Interrogé sur les alternatives envisagées par l'opposition en cas d'impasse prolongée, le général Aoun s'est refusé à toute précision : « Nous ne révélerons rien pour le moment, mais nous disposons de toutes les données et nous sommes en mesure de décider en quelques heures de la sortie de l'impasse. Je ne veux pas imaginer des scénarios car je ne suis pas (le député) Okab Sakr. »
S'agissant de sa visite à Paris, le chef du CPL a nié que les responsables français qu'il y a rencontrés aient fait part d' « idées nouvelles ». « Ils ont écouté nos idées et pris connaissance de nos positions, et cela suppose une ouverture nouvelle de leur part et une révision des positions passées », a-t-il dit.
Sur un autre plan, le général Aoun a souligné la solidité des relations entre le CPL et les Marada. « Rien ne nous sépare », a-t-il affirmé.
Frangié : Une alliance « éternelle »
De son côté, M. Frangié a noté que durant la période écoulée, « nombreux étaient ceux qui misaient sur un refroidissement des relations » entre le CPL et les Marada. « On a même pensé qu'il y avait désormais un écart dans les positions entre nous », a-t-il dit. Et d'ajouter : « Le général et nous ne sommes pas des clones, mais ce qui nous rassemble est bien plus important que ce qui nous sépare. Notre alliance est éternelle. »
« Cela ne signifie pas que nous sommes dans l'incapacité de nous entendre avec d'autres, a relevé le chef des Marada. Nous pouvons nous entendre avec tout le monde, mais dans le cadre de nos convictions et de notre ligne politique.

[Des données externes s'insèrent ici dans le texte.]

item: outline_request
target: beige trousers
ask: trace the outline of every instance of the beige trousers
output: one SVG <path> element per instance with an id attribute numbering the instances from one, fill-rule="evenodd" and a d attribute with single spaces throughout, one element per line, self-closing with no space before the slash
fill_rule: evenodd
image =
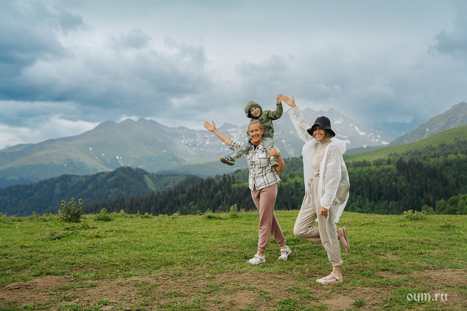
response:
<path id="1" fill-rule="evenodd" d="M 334 221 L 336 208 L 331 206 L 328 212 L 329 217 L 319 215 L 321 205 L 318 191 L 319 181 L 319 178 L 313 177 L 308 182 L 308 189 L 295 222 L 294 234 L 298 237 L 322 244 L 332 265 L 340 266 L 344 262 L 340 258 L 340 245 Z M 318 227 L 313 225 L 315 220 L 318 221 Z M 327 222 L 330 232 L 335 233 L 333 236 L 328 234 Z"/>

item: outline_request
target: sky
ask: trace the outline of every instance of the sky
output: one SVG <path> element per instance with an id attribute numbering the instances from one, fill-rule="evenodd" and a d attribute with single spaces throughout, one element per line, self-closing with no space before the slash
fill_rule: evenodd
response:
<path id="1" fill-rule="evenodd" d="M 421 124 L 466 85 L 464 0 L 0 2 L 0 149 L 107 120 L 242 125 L 279 93 Z"/>

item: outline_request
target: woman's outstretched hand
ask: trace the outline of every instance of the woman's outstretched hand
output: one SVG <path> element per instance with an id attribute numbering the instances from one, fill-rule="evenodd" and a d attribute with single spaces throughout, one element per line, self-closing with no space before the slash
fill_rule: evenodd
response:
<path id="1" fill-rule="evenodd" d="M 215 123 L 214 123 L 214 121 L 212 121 L 212 124 L 209 123 L 207 121 L 205 121 L 204 122 L 204 127 L 211 132 L 213 132 L 214 130 L 215 129 Z"/>
<path id="2" fill-rule="evenodd" d="M 277 104 L 279 105 L 282 102 L 282 94 L 278 94 L 277 98 L 276 99 L 276 102 L 277 103 Z"/>
<path id="3" fill-rule="evenodd" d="M 294 97 L 294 95 L 292 95 L 292 98 L 284 96 L 282 97 L 282 100 L 285 102 L 286 104 L 293 108 L 297 107 L 297 105 L 295 104 L 295 98 Z"/>

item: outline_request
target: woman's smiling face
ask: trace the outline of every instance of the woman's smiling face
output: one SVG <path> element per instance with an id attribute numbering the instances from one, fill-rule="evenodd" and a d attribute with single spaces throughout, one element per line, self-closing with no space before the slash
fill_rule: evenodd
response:
<path id="1" fill-rule="evenodd" d="M 250 136 L 252 137 L 252 140 L 257 143 L 262 140 L 262 135 L 264 131 L 259 128 L 259 123 L 255 122 L 252 123 L 248 128 Z"/>
<path id="2" fill-rule="evenodd" d="M 326 130 L 321 128 L 321 126 L 315 126 L 313 128 L 313 136 L 318 141 L 322 141 L 326 136 Z"/>

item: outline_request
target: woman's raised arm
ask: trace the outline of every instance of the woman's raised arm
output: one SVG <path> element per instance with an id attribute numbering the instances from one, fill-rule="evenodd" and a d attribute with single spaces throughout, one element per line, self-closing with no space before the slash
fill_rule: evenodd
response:
<path id="1" fill-rule="evenodd" d="M 230 144 L 232 143 L 232 138 L 219 131 L 219 130 L 215 128 L 215 123 L 214 123 L 214 121 L 212 121 L 212 124 L 209 123 L 208 121 L 205 121 L 205 128 L 207 129 L 208 130 L 215 134 L 215 136 L 219 137 L 219 139 L 224 142 L 224 143 L 227 146 L 230 146 Z"/>

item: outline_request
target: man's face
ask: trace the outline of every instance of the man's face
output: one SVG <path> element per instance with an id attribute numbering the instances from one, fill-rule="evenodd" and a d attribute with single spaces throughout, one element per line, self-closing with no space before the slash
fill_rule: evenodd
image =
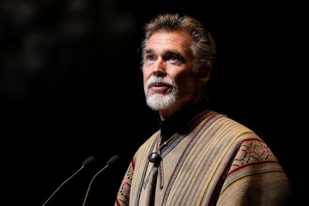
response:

Certains au Liban croient que du fait de parler avec quelqu'un, cela signifie qu'on a abandonné ses alliés parce qu'on est passé d'une phase à une autre. Nous nous adaptons à toutes les phases, mais nous n'abandonnons jamais nos alliés et ceux qui se sont rangés à nos côtés dans les circonstances difficiles. Qu'en serait-il alors lorsqu'il s'agit du général Aoun, qui a consolidé la ligne politique sur laquelle nous nous sommes fondés et dont nous avons payé le prix, cette ligne que lui-même dirige sur la scène chrétienne ? » a-t-il dit.
Affirmant que « personne ne souhaite une explosion » dans le pays et que « nul ne veut descendre dans la rue », le député de Zghorta a toutefois accusé implicitement le leader des Forces libanaises, Samir Geagea, d'entretenir les tensions interchrétiennes. « Lorsqu'on évoque les désaccords entre chrétiens, on évoque un individu bien déterminé car sans lui, qui donc en parlerait ? » a-t-il dit.
« En tout état de cause, a poursuivi M. Frangié, ce qui est visé, ce n'est pas un conflit entre chrétiens, mais entre sunnites et chiites car cela est de nature à rassurer Israël. » Se déclarant favorable aux efforts syro-saoudiens, il s'est dit hostile à « tout conflit au Liban et à tout scénario de guerre ». « Nous avons une armée et un État, et ils sont en mesure de contrôler la sécurité », a-t-il assuré.